Rijksvoorlichtingsdienst

Rijkswaterstaat: Voldoende rivierwater om aan watervraag te voldoen

Door het warme en droge weer is de watervraag, met name vanuit de landbouw, toegenomen. De afvoeren van Rijn en Maas zijn nog ruim voldoende om aan de watervraag te voldoen. Rijkswaterstaat verwacht dat dit de komende weken, ook bij droog weer, zo zal blijven.

Nederland maakt een periode van warm en droog weer mee. Hierdoor neemt de verdamping toe. Om het vochtgehalte in de bovenlaag van de bodem op peil te houden, bijvoorbeeld door beregening, is wateraanvoer nodig. Waar mogelijk wordt hiervoor rivierwater of water uit het IJsselmeer gebruikt. Ondanks het warme en droge weer is daarvan nog ruim voldoende beschikbaar.

Wel is de waterstand in de Veluwerandmeren lager geworden dan het streefpeil van NAP -0,05 meter. Vanuit het Markermeer wordt daarom water vanuit het Markermeer naar de Veluwerandmeren geleid om deze meren weer op het gewenste niveau te krijgen. Op het Julianakanaal langs de Maas wordt het schutten van schepen op een waterbesparende manier uitgevoerd.

Waterschappen kondigen in toenemende mate beregeningsverboden af. Dit gebeurt vooral in gebieden waar weinig mogelijkheden zijn om water naar toe te leiden. Verder gaan de waterschappen na of de criteria worden overschreden om te starten met de inspectie van veendijken.
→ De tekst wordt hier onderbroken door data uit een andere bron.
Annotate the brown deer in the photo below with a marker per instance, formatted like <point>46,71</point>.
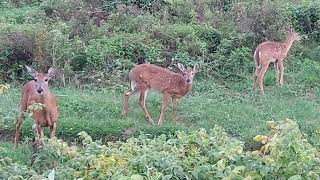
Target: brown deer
<point>173,85</point>
<point>275,52</point>
<point>37,91</point>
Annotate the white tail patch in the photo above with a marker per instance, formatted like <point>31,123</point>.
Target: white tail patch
<point>133,85</point>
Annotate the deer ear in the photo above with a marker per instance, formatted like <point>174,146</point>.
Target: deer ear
<point>195,68</point>
<point>181,67</point>
<point>32,72</point>
<point>51,73</point>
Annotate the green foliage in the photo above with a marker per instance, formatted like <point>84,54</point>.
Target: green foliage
<point>122,51</point>
<point>194,155</point>
<point>306,18</point>
<point>310,73</point>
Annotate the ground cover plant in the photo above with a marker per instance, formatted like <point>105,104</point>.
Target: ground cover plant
<point>93,45</point>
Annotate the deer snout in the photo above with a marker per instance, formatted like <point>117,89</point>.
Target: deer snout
<point>40,90</point>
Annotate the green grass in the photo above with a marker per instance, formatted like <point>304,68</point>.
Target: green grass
<point>21,155</point>
<point>237,109</point>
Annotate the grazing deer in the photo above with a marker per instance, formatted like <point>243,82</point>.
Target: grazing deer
<point>173,85</point>
<point>37,91</point>
<point>275,52</point>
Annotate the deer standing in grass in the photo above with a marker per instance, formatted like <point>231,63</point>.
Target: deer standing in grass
<point>172,85</point>
<point>275,52</point>
<point>37,91</point>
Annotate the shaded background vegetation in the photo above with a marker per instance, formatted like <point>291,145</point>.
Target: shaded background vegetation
<point>97,42</point>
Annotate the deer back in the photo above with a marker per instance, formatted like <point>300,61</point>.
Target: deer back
<point>160,79</point>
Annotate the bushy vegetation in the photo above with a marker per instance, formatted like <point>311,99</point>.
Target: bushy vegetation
<point>90,40</point>
<point>93,44</point>
<point>285,154</point>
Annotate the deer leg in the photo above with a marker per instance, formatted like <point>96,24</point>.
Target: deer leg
<point>174,109</point>
<point>261,76</point>
<point>18,128</point>
<point>142,103</point>
<point>36,131</point>
<point>164,106</point>
<point>127,95</point>
<point>276,69</point>
<point>281,69</point>
<point>255,76</point>
<point>53,130</point>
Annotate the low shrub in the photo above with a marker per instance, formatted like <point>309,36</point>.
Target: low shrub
<point>285,154</point>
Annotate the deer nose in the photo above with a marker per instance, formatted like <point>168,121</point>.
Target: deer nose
<point>39,90</point>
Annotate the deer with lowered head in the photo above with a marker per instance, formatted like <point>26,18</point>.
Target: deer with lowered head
<point>275,52</point>
<point>172,85</point>
<point>37,91</point>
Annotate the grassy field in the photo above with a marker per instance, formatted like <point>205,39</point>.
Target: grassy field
<point>236,108</point>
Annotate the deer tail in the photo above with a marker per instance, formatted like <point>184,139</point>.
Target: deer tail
<point>256,58</point>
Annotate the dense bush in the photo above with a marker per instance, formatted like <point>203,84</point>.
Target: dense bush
<point>285,154</point>
<point>106,38</point>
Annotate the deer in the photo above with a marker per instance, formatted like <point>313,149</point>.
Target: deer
<point>144,77</point>
<point>275,52</point>
<point>37,91</point>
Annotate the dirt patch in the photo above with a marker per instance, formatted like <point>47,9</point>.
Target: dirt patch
<point>6,135</point>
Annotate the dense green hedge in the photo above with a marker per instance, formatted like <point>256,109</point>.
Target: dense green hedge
<point>108,37</point>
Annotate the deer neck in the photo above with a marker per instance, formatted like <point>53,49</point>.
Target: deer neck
<point>187,88</point>
<point>288,44</point>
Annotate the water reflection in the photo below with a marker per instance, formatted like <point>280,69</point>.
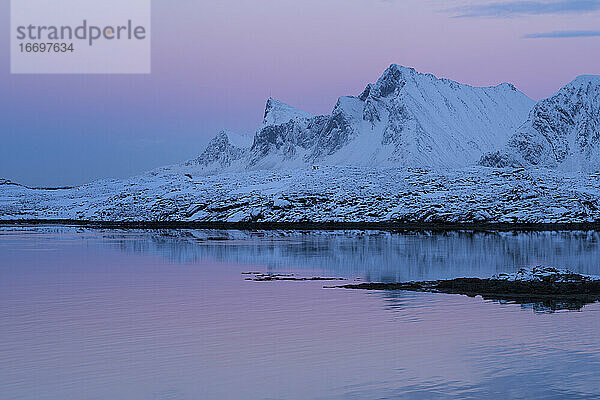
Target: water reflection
<point>372,255</point>
<point>151,315</point>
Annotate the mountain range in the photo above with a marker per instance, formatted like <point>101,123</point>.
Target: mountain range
<point>406,118</point>
<point>410,148</point>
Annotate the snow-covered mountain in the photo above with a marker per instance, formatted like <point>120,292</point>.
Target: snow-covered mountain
<point>406,118</point>
<point>562,131</point>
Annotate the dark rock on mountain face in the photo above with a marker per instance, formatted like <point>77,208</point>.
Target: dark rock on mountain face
<point>404,119</point>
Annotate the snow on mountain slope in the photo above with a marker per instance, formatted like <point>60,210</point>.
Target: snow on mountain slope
<point>562,131</point>
<point>329,194</point>
<point>277,112</point>
<point>405,119</point>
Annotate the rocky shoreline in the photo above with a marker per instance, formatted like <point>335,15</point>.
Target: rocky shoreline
<point>553,288</point>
De afvoer van de Rijn is de afgelopen week gedaald van 2500 m3/s tot 1900 m3/s. Deze waarde is iets lager dan normaal voor de tijd van het jaar. Voor de Maas is de afvoer van 60 m3/s aan de lage kant, maar dit levert nog geen grote problemen op. De komende week zal de afvoer van zowel de Rijn als de Maas iets verder afnemen, maar ruim voldoende blijven om aan alle watervraag te voldoen. Er is daarom geen aanleiding om de Landelijke Coördinatiecommissie voor de Waterverdeling (LCW) bijeen te roepen.